The Great Wall of China replica consisted of over six million one-inch bricks and stretched a half mile. The Imperial Palace covered more than a half acre. The Leshan Giant Buddha (pictured to the left and below) was four stories tall, still dwarfing onlookers even as a miniature.

Despite its grandeur, Splendid China became a source of controversy almost from the moment it was announced.


The theme park was technically more or less owned and operated by the People’s Republic of China. Tibetans and other cultural minorities with cultural landmarks exhibited in the park were actually offended. They felt the theme park essentially claimed these landmarks as China’s own.

Additionally, a number of school boards and teachers’ associations banned field trips to the park. There were many Americans that were unhappy with the park, seeing it as a tool of propaganda. Even those lively Chinese performers were unhappy with the park. Many escaped from the park and sought asylum in the United States. US performers were eventually hired to fill in the empty positions.

The park finally closed after a decade full of protests and controversy. The park was invaded and ransacked by the local youth time and again in the ensuing years. What was left of the miniatures saw pieces stolen or destroyed. Eventually the whole park was slowly being reclaimed by nature. After passing through several owners, the remains of the park started to be torn down in 2013.

Perfectly Aged Drinking Establishments

Ug Beer Bar: Established 40,016 BCE
Ug Beer Bar: Established 40,016 BCE

It seems like every town has the one local bar that’s been around “forever”. The funny thing is some bars really have been around forever. Today, we’re embarking on the ultimate global bar crawl.

Okay, so the oldest bar in the world doesn’t quite date back to prehistory, but you can still make it pretty far back. The oldest documented bar, appropriately established in Athlone, Ireland in 900 CE, is simply known as Sean’s Bar. I’m going to go ahead and guess that having a creative name back then just wasn’t as important as it is today.

Renovations in 1970 revealed building materials in the walls that dated back to the 10th century. The bar also has records of every owner of the bar dating back to the same time period. The most notable owner? Boy George. He owned it briefly back in 1987. The paperwork available was compelling enough for Guinness to grant them the record for World’s Oldest Bar.

If Ireland is a little farther than you are willing to travel for some well-aged whiskey, you can always hop on down to Louisiana. The oldest continuously operating bar in the US is located in New Orleans(again some would say appropriately.) Lafitte’s Blacksmith Shop opened its doors sometime prior to 1772.
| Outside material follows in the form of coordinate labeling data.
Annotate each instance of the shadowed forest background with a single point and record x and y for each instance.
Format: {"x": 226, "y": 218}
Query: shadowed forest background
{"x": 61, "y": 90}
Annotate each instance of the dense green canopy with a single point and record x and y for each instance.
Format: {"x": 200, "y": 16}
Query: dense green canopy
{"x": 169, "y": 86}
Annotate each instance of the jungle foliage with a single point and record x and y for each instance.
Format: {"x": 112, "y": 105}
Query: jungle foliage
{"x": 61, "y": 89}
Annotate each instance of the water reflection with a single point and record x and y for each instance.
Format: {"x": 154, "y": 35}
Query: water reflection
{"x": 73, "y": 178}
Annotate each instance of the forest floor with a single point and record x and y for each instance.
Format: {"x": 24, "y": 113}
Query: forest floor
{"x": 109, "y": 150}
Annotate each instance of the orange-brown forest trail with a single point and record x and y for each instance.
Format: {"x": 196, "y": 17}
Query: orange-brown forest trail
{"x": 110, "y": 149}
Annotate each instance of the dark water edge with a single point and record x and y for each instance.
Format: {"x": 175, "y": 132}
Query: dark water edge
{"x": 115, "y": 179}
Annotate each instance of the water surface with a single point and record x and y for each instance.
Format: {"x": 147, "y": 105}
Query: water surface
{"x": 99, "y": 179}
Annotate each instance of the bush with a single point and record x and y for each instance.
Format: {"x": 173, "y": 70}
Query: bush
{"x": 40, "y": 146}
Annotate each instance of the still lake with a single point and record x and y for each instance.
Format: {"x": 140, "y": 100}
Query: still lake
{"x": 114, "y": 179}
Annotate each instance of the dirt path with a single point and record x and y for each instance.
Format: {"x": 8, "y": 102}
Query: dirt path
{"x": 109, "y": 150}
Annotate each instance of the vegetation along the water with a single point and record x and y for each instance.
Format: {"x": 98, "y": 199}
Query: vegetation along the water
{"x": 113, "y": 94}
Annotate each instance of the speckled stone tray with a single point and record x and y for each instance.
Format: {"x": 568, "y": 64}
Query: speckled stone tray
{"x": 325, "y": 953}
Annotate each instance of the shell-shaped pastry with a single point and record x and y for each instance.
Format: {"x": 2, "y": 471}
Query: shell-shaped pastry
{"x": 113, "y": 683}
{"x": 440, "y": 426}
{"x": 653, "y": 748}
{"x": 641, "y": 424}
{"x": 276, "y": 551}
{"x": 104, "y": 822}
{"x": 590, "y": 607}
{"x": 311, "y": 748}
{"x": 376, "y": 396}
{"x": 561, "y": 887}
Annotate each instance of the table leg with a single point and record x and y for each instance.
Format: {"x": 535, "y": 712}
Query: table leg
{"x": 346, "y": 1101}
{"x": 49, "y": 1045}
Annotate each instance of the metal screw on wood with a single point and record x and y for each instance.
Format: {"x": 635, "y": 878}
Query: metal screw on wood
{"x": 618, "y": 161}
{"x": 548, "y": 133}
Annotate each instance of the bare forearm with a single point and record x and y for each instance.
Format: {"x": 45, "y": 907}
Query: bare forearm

The infamous pirate Jean Lafitte is, somewhat obviously, rumored to have owned the watering hole at one point. There’s been no concrete evidence found to prove this belief, unfortunately. Pirates weren’t known to keep good records of their activities for some odd reason.
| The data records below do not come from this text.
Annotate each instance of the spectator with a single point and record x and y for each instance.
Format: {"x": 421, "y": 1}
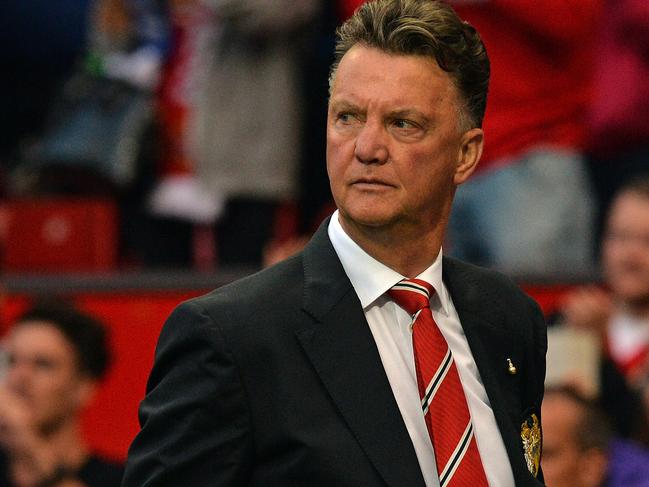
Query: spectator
{"x": 579, "y": 449}
{"x": 56, "y": 358}
{"x": 620, "y": 314}
{"x": 618, "y": 128}
{"x": 528, "y": 209}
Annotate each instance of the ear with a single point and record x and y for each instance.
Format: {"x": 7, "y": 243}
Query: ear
{"x": 469, "y": 155}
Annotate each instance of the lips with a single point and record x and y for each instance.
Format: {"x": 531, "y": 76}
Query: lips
{"x": 371, "y": 182}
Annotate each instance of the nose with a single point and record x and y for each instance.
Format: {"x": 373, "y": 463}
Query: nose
{"x": 371, "y": 144}
{"x": 18, "y": 374}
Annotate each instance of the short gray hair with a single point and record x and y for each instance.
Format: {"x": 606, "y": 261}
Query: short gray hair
{"x": 425, "y": 28}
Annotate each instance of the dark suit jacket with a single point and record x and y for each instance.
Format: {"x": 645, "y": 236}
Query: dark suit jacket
{"x": 275, "y": 380}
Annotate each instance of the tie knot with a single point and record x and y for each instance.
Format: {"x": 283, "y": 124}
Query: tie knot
{"x": 412, "y": 294}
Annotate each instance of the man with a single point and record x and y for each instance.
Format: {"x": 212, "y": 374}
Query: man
{"x": 579, "y": 449}
{"x": 315, "y": 372}
{"x": 56, "y": 357}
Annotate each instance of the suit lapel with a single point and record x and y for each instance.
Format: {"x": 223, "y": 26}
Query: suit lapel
{"x": 491, "y": 344}
{"x": 342, "y": 350}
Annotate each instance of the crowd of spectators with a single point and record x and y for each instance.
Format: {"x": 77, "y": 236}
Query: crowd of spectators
{"x": 218, "y": 112}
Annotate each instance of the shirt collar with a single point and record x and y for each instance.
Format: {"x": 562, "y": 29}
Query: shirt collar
{"x": 371, "y": 278}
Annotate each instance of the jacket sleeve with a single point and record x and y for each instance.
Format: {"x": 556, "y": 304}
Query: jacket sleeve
{"x": 195, "y": 424}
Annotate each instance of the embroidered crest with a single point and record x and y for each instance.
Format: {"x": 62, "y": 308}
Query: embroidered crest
{"x": 531, "y": 437}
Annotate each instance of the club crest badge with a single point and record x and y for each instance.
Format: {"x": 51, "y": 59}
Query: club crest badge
{"x": 531, "y": 437}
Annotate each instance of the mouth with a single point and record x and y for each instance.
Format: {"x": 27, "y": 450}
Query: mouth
{"x": 371, "y": 183}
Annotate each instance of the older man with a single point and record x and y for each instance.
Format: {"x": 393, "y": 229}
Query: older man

Soap Operas: A Very Long History

Like this but with soap, right? I'm a guy, so...
Like this but with soap, right? I’m a guy, so…

A mainstay of modern America, the soap opera has been with us for a very long time. How long, you ask? How about since 1930, when Painted Dreams debuted on Chicago radio station WGN. The show about a widowed mother and her unmarried daughter was only fifteen minutes long per episode. It was picked up by CBS radio in 1938 and ran until 1942.

That’s no time at all, next to the longest airing soap opera of them all: Guiding Light. This long-lived soap opera started it’s run on NBC radio in 1937. GL switched over to CBS radio ten years later. It finally made it’s television debut nearly two decades after premiering on the radio. The year was 1956.

Sadly Guiding Light proved to be a passing fad, only managing to stay on the air for 72 years. Fans of the soap opera need never fear, though. The soap opera has long since become an international staple of daytime television. Shows are produced in Europe, Asia and Australia, to name just a few places.

That leaves just one mystery: Why is it called a soap opera? Back in the old radio days, the stations sought to have their shows sponsored by companies looking to advertise their wares. Being that these shows were listened to primarily by homemakers, soap products became the predominantly advertised goods. The name has stuck ever since.